Statistics Used with Content Analysis
I Chi-square Analysis
Goal To determine whether the results observed are due to chance or not.
We are simply trying to determine if the results we obtained are simply due to chance or is there a pattern to them.
Chi-square tests won't tell us why the patterns occurred when analyzing a content analysis, but it will tell us whether or not the results we got were due to chance.
In short, chi-square determines whether our observations are falling into categories due to chance or not.
In other words, is there something unusual about how our observations are falling into categories.
1. Chi-square tests should be used with nominal or ordinal data.
Trying to determine if observations fall into categories in an unusual pattern or just a chance occurrence.
2. There are two kinds of Chi-square tests.
a. One sample chi-square
Used when only one variable is involved (with two or more attributes - levels)
b. Multiple sample chi-square
Used when there are two variables being compared (each with two or more attributes or levels)
B How tests work:
Overall:
Simply compare what the observations would be like if they were truly random (theoretical frequencies) with the observations that were actually obtained (observed frequencies).
Calculate the difference between the theoretical and observed frequencies.
If we get an unusual difference (happens less than 5 times out of a hundred) then we say that the observations obtained did not occur by chance, but represent some sort of pattern.
Let's work through an example of how we actually do this.
1 One sample
a. Write out null and research hypothesis.
Null Hypothesis:
There should be an equal number observations across the various levels or categories of the variable in question.
Research Hypothesis:
There won't be an equal number of observations across the categories.
b. Calculate what should happen is there is no pattern to the observations.
Calculate a theoretical value - what the observations should be if there were no pattern to them. What value or observations should be if the null hypothesis is true.
Theoretical value (T) = Total number of observations divided by the number of categories
c. Compare this theoretical value with the actual values (observations or O)
This is done by calculating a chi-square.
X2 (chi square) = sum of (O-T)2 /T
O = observed frequencies
T = theoretical frequencies
What this formula does, is calculate the distance from the theoretical values and the actual observations. The larger the chi-square number, that means there was a greater discrepancy between what should have happened if everything was equal and what actually happened.
In other words, the more different my observed frequencies are from the theoretical frequencies, then the greater my chi-square value.

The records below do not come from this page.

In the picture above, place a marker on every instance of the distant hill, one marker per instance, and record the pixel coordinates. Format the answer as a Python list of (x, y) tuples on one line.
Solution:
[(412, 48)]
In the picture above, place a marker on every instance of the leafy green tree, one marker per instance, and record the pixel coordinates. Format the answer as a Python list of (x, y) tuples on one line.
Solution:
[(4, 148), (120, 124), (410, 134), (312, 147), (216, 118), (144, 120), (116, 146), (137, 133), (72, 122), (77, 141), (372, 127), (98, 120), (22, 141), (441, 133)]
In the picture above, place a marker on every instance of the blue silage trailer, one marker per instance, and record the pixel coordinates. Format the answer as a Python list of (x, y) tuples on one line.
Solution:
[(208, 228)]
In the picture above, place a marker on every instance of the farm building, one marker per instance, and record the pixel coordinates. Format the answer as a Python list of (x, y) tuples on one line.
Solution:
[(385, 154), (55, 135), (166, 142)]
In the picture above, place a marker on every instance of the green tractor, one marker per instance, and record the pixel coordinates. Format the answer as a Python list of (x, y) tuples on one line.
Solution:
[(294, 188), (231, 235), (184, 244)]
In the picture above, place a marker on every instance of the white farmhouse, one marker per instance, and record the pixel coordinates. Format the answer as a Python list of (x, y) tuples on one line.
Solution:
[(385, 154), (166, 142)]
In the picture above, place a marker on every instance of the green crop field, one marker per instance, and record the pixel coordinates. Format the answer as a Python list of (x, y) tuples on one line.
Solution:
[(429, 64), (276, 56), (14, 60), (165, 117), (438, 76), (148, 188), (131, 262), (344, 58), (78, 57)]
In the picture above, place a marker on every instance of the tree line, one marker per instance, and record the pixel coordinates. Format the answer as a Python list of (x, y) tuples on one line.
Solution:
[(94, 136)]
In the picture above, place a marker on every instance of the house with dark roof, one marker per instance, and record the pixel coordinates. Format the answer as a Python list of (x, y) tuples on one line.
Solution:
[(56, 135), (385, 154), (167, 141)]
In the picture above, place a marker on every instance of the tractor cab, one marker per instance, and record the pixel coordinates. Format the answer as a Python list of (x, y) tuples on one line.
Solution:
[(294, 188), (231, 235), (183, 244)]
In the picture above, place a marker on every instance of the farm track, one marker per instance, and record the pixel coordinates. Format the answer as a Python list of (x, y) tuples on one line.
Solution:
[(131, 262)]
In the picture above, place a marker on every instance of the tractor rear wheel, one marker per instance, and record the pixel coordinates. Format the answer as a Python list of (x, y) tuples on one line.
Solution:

In short, the greater the chi-square number, the further my actual observations are from what would happen if the observations were simply put into categories at random.
d. Determine if the Chi-square value obtained is unusual (happens less than 5 times out of hundred).

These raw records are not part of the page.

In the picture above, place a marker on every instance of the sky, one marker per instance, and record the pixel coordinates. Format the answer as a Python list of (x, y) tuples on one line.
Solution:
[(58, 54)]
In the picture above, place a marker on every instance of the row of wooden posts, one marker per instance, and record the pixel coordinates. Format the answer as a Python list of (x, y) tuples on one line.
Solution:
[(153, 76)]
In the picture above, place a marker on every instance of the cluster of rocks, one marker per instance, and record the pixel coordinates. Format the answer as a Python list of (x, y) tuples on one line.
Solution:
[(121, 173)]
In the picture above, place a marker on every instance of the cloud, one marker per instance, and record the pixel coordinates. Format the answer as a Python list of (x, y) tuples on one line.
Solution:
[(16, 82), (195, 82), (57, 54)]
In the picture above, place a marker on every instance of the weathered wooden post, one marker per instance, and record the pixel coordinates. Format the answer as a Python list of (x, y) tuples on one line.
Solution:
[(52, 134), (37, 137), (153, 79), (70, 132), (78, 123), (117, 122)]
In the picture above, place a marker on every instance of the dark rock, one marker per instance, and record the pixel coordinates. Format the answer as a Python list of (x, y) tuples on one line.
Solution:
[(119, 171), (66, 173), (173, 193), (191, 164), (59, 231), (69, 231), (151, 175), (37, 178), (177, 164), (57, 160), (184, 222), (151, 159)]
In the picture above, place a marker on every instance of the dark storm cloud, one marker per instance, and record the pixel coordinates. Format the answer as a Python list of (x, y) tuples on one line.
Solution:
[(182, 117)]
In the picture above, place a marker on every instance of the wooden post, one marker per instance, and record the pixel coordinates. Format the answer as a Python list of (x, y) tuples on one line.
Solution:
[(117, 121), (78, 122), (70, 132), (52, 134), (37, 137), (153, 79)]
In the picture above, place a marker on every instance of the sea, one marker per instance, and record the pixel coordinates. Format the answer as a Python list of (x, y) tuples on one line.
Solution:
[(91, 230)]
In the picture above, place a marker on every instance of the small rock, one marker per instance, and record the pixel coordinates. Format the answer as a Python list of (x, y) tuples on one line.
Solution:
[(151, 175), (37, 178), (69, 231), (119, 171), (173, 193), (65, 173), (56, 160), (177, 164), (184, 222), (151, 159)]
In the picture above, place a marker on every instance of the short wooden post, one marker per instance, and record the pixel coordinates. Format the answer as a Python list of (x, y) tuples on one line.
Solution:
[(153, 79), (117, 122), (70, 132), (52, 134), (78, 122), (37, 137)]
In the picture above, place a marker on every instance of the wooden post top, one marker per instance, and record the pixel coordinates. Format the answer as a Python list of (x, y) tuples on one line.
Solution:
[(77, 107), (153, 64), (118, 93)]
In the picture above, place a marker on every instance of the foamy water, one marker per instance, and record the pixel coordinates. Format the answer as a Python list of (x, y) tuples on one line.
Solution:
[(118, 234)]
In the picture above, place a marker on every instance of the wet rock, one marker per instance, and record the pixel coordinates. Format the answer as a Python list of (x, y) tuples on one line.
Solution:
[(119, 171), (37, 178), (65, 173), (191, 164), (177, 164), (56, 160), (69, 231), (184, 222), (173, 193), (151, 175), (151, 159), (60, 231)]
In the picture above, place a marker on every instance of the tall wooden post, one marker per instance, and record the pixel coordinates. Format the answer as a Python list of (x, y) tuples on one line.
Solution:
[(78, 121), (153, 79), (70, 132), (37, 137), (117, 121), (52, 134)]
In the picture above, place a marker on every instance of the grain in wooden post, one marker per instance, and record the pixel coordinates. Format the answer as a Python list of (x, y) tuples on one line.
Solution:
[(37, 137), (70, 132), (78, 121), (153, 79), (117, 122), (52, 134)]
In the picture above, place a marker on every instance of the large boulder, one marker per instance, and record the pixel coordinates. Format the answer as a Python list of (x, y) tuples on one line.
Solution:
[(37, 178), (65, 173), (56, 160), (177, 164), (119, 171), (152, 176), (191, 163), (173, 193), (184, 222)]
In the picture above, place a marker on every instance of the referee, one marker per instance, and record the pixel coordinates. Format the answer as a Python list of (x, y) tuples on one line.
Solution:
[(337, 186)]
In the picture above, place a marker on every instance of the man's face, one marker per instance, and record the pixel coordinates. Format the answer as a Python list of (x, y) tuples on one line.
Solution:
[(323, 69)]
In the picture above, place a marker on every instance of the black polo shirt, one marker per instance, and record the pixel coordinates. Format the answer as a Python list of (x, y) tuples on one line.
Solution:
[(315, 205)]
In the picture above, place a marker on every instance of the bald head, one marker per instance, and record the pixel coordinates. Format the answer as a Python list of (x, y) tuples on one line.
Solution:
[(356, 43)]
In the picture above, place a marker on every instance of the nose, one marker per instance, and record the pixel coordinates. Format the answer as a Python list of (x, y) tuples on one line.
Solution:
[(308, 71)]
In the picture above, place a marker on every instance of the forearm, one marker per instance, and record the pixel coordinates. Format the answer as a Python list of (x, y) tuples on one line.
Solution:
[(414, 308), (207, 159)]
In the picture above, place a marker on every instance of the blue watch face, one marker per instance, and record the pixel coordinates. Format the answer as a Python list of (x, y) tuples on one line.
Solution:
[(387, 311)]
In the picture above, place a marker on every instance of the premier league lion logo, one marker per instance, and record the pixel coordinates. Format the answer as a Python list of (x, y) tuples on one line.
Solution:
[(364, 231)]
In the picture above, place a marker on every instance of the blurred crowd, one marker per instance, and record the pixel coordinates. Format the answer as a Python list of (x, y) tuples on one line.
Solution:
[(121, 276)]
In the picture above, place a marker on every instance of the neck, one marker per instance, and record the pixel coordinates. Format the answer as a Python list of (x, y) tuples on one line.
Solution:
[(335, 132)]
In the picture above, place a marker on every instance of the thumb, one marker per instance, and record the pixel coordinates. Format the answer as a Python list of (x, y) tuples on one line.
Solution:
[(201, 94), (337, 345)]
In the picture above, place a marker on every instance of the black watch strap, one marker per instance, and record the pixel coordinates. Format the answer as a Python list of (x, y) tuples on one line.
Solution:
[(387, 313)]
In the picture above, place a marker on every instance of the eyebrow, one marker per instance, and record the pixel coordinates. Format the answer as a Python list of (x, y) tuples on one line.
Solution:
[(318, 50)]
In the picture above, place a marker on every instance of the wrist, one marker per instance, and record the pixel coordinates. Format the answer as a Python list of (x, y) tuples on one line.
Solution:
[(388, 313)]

Look at distribution of chi-square critical values and see if the value obtained is unusual.
To do this, need to look at the correct distribution, thus, need to calculate degrees of freedom.

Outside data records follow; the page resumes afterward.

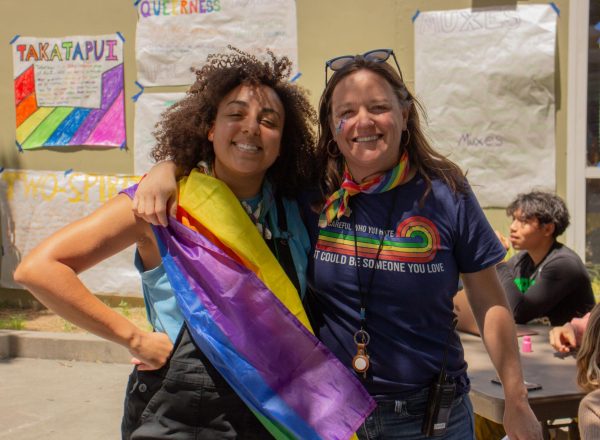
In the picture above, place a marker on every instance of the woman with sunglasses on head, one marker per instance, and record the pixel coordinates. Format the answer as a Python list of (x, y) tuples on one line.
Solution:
[(395, 225), (249, 131)]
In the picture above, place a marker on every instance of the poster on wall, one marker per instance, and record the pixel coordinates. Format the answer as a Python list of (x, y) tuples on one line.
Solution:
[(175, 36), (34, 204), (486, 79), (69, 91), (148, 109)]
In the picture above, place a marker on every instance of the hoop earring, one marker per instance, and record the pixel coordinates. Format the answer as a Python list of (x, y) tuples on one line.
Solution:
[(337, 151), (405, 144)]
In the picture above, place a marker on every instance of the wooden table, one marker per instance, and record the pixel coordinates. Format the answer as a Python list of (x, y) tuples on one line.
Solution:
[(559, 397)]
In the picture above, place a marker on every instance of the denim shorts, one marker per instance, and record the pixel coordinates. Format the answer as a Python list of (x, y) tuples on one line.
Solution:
[(402, 419), (186, 399)]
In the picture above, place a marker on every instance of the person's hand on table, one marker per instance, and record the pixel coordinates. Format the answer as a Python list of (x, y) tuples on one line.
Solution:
[(563, 338)]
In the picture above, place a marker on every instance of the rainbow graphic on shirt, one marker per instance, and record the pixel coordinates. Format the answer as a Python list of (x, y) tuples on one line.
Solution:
[(416, 240)]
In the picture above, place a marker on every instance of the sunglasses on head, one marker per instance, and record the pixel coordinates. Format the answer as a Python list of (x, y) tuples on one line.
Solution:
[(376, 56)]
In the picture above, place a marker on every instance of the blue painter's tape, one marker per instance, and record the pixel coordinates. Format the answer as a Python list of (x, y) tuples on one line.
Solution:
[(135, 97)]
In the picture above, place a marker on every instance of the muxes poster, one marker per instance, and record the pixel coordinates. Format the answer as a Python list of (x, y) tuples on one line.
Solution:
[(486, 79), (174, 36), (69, 91), (35, 204)]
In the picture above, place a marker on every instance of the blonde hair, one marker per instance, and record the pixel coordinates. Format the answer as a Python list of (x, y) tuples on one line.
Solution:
[(588, 357)]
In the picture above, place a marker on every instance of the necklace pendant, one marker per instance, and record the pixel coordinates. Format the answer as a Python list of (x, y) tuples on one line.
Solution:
[(360, 362)]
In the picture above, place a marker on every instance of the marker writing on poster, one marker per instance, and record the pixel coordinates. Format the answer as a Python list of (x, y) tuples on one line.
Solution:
[(89, 50), (155, 8)]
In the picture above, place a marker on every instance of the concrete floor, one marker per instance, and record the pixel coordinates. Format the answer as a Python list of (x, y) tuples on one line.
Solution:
[(61, 400)]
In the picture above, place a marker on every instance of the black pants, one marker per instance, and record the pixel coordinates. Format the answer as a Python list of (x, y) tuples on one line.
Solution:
[(186, 399)]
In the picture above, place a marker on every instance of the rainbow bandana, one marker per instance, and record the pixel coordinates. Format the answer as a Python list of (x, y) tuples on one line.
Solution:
[(246, 316), (337, 204)]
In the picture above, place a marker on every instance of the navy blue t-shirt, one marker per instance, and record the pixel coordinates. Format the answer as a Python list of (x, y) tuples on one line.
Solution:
[(409, 310)]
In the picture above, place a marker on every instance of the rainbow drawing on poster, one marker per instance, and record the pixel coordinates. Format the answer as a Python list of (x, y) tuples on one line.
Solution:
[(69, 91)]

df = (k-1) (where k is the number of categories)
e. if observed chi-square value is greater than critical value (listed in table) then reject the null hypothesis.
Assume that there is a pattern to the data.
Things did not fall into groups in equal numbers. Observations are not due to chance.
2 Multiple Sample
Sometimes we look for patterns among two variables simultaneously.
Multiple sample is different in that it addresses whether or not the observations are proportional across the variables being examined.
a. Steps and formula are the same as a single sample chi-square.
b. Only thing different is how theoretical value and degrees of freedom are calculated.
Must calculate a separate theoretical frequency for each cell.
T = (Row sum X Column sum)/Grand sum
df = (R-1) x (C-1)
where:
R = number of categories in each row
C = number of categories in each column.
Everything else is the same.
Summary
Chi-squares simply compare what should have happened if the observations were equal to each other (no pattern), with what was actually observed.
If the difference between the theoretical and actual observations is unusual then we reject the idea that the observations occurred at random. There was a pattern to the data.